Ketika berbicara tentang era Disrupsi, catatlah bahwa tren-nya bukan sekadar inovasi dan revolusi IT, tetapi menurut Francis Fukuyama perhatikan fenomena “The Great Desruption” yaitu kekacauan sosial besar-besaran dalam lanscape kebudayaan manusia, seperti terjadi di Amerika Serikat, telah mengalami pergeseran besar selama tiga dekade terakhir dalam struktur sosialnya; kriminalitas meluas, kepercayaan menipis, keluarga berantakan, dan individualisme mengalahkan komunitas.
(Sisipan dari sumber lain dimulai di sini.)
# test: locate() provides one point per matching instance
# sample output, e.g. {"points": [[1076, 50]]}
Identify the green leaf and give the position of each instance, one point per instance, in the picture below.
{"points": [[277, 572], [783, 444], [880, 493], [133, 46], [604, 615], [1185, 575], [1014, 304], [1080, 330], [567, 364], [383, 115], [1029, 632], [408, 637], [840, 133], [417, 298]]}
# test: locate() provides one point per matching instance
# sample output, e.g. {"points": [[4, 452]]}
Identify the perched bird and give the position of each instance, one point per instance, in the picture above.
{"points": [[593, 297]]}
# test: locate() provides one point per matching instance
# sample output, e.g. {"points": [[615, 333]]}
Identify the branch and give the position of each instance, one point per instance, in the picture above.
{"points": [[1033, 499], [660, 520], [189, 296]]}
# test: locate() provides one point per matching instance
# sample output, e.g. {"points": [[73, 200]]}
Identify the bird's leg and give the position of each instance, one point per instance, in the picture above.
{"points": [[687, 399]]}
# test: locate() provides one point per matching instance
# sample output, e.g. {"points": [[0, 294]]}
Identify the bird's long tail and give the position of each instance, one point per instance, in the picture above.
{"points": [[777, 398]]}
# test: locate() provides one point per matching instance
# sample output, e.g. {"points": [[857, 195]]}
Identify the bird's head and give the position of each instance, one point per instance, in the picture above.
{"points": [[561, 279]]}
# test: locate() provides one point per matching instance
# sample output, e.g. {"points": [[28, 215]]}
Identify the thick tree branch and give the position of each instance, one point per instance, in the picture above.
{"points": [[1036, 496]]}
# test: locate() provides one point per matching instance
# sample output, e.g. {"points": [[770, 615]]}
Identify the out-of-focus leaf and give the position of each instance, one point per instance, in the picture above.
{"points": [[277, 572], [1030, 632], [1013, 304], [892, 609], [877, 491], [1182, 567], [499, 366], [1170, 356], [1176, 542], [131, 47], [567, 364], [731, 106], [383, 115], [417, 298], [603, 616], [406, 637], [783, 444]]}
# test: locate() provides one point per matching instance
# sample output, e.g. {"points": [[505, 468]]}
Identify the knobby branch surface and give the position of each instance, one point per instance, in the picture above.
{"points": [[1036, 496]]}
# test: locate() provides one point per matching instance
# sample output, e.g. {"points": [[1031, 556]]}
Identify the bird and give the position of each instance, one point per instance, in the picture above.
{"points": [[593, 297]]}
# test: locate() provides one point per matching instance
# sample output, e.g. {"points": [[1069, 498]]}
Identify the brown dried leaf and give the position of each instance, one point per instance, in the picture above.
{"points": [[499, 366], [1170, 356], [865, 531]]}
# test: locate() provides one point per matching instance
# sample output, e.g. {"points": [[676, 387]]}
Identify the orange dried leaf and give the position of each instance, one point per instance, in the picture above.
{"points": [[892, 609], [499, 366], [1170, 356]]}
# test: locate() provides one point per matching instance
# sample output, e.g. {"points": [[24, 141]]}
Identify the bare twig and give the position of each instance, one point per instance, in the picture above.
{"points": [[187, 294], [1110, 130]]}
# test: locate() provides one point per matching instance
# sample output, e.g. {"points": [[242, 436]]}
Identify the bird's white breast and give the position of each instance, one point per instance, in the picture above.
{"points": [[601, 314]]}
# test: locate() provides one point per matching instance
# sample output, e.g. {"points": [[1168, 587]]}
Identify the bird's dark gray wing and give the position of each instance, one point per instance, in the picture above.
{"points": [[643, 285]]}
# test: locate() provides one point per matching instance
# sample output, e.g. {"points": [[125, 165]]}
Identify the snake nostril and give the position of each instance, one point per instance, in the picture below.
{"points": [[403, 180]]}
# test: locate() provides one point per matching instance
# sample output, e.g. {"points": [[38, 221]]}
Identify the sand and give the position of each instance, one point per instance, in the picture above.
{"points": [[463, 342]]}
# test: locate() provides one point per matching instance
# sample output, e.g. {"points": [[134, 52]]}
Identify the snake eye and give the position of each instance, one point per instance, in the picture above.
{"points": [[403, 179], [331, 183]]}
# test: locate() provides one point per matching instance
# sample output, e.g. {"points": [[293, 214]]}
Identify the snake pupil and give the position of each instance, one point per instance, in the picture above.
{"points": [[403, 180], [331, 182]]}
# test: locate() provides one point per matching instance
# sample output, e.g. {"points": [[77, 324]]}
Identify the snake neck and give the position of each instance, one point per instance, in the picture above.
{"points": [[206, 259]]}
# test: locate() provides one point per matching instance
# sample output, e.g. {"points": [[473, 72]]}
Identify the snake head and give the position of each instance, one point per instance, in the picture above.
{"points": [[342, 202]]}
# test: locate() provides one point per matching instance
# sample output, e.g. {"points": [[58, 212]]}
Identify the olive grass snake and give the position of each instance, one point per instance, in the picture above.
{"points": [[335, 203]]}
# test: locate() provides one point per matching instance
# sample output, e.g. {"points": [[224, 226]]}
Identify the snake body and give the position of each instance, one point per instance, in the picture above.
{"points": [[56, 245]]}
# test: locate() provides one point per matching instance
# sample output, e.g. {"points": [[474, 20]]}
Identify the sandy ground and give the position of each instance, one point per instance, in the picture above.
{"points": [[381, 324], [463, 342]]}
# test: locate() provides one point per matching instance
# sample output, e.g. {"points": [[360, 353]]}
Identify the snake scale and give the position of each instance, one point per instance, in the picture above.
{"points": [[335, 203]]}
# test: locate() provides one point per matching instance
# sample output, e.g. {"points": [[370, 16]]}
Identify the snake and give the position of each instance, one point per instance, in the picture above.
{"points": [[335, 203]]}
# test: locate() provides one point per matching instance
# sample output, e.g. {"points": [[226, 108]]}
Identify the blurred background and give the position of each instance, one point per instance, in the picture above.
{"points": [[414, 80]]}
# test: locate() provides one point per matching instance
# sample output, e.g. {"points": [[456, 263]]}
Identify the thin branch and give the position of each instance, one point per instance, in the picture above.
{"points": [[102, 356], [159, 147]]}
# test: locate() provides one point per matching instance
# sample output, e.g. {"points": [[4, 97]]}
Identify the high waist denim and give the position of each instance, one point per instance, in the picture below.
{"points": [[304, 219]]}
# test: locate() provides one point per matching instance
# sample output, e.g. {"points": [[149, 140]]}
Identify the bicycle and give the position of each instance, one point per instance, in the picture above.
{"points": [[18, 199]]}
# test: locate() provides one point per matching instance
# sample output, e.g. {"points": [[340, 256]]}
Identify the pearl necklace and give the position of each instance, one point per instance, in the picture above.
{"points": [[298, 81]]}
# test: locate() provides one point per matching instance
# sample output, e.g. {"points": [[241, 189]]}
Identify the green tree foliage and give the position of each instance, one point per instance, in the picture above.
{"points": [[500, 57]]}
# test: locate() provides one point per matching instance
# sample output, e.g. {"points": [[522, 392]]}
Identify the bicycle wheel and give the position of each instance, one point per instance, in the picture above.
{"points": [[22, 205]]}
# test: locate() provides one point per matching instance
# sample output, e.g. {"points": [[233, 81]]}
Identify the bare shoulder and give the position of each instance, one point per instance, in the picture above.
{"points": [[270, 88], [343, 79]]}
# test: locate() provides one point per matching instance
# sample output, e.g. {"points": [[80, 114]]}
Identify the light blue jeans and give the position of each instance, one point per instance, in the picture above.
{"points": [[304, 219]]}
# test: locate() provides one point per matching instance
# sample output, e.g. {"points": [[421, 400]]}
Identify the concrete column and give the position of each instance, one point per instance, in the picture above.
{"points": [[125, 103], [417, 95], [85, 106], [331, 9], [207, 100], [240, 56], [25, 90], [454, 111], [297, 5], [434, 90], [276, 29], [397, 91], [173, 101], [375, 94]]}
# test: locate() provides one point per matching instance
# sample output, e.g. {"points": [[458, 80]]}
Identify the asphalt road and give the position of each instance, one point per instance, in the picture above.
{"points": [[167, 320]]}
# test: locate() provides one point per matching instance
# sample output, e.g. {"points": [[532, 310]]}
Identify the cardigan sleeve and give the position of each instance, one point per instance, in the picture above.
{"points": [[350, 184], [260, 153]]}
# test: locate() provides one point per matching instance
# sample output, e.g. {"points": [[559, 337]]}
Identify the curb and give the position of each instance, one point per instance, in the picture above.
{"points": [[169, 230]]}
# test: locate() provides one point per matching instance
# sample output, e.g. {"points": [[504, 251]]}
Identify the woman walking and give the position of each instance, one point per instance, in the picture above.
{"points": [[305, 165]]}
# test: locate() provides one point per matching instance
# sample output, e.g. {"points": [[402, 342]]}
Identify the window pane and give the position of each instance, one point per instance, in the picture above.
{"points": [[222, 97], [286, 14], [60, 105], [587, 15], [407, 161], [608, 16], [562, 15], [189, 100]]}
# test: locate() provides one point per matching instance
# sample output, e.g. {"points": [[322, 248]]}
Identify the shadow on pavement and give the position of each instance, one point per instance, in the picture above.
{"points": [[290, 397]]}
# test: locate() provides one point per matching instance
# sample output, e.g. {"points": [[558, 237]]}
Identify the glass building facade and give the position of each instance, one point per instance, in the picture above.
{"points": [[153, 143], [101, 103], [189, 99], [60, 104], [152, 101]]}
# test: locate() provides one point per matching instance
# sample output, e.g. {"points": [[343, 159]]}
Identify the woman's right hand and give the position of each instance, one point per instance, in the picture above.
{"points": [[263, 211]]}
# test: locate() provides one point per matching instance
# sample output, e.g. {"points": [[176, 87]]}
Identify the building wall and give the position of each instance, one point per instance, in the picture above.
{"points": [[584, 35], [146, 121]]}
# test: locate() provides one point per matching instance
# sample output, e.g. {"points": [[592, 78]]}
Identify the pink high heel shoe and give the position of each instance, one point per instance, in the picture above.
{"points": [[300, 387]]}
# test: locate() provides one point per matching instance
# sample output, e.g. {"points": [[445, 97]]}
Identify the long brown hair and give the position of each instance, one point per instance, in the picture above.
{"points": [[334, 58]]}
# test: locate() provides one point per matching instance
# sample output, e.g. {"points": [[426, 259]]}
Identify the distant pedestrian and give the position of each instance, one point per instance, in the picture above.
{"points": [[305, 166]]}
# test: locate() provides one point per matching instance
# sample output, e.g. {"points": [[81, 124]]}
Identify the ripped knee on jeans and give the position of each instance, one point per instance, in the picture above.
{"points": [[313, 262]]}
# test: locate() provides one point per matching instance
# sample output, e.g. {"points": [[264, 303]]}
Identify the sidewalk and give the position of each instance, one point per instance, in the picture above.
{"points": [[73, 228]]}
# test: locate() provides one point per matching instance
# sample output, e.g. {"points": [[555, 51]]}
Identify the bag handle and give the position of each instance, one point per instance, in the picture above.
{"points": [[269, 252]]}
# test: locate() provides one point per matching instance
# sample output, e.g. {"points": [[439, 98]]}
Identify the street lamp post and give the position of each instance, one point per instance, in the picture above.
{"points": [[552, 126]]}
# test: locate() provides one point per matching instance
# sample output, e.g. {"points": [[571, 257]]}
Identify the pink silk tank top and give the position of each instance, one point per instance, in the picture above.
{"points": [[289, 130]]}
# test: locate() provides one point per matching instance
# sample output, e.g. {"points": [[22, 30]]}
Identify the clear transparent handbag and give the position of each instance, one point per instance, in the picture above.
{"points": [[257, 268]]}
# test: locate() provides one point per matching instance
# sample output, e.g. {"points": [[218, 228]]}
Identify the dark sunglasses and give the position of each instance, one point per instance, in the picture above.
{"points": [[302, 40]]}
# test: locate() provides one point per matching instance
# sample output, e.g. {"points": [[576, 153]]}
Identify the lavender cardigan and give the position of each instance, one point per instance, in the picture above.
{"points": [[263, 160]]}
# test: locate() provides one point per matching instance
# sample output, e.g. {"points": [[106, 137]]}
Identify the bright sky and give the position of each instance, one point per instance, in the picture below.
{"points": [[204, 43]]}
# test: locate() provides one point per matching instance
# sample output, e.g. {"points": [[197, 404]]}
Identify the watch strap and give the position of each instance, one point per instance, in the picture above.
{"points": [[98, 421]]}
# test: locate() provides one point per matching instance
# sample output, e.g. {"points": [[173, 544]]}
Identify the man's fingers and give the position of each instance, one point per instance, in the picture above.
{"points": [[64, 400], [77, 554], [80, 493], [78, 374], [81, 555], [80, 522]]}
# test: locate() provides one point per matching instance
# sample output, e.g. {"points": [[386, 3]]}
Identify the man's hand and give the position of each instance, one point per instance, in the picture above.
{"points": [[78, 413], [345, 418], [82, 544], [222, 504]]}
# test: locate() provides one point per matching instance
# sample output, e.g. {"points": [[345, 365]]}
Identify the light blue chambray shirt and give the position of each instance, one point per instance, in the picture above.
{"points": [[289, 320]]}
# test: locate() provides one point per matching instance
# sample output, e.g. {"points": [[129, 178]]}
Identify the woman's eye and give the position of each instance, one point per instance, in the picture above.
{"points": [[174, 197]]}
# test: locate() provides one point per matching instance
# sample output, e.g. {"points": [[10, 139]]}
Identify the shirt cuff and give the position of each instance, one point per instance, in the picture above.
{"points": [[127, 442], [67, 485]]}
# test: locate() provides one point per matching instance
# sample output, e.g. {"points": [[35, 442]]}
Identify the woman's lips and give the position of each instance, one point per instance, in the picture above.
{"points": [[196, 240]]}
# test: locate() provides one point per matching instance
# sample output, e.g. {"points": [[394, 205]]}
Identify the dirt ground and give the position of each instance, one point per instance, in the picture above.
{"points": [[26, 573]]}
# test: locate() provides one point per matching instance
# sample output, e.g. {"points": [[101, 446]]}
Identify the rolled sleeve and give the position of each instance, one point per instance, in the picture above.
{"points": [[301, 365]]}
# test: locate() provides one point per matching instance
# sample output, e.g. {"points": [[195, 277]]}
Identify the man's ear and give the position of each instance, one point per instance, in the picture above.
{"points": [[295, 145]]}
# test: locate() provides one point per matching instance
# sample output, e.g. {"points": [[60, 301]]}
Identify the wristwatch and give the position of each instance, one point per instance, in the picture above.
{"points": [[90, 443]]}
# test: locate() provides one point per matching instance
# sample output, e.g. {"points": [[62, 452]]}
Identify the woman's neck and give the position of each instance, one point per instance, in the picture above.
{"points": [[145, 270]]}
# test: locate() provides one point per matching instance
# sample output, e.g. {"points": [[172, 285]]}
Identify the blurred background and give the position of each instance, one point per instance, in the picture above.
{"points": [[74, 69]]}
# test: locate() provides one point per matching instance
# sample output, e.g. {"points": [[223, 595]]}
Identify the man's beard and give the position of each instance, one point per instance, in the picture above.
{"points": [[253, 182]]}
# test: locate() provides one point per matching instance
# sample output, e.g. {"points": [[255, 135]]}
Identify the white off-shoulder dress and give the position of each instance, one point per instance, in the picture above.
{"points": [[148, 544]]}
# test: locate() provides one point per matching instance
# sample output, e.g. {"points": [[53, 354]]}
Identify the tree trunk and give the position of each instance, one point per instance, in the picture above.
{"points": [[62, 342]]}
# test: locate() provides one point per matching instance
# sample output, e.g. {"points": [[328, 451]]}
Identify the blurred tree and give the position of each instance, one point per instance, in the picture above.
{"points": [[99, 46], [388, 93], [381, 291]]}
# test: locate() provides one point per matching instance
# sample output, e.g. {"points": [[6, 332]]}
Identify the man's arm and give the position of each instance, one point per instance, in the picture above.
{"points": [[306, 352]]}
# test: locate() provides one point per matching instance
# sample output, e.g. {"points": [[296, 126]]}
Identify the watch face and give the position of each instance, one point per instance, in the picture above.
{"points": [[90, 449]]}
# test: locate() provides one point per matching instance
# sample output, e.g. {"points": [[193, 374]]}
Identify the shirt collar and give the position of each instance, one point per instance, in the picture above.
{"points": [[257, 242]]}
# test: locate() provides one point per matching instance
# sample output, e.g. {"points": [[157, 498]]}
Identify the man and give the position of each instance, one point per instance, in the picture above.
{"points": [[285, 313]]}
Permasalahan moralitas ialah soal implementasi terutama ketika harus berhadapan dengan alam pikiran yang berbeda dari dasar moral. Apakah pemikiran dan suara moral masih relevan dan didengar di tengah dunia yang didominasi alam pikiran pragmatisme, yakni pemikiran yang didasari bahwa yang benar dan baik itu yang berguna. Demikian juga dengan oportunisme, yaitu alam pikiran yang memanfaatkan kesempatan untuk kepentingan diri, kroni, dan kelompok sendiri meski merugikan hajat hidup orang banyak.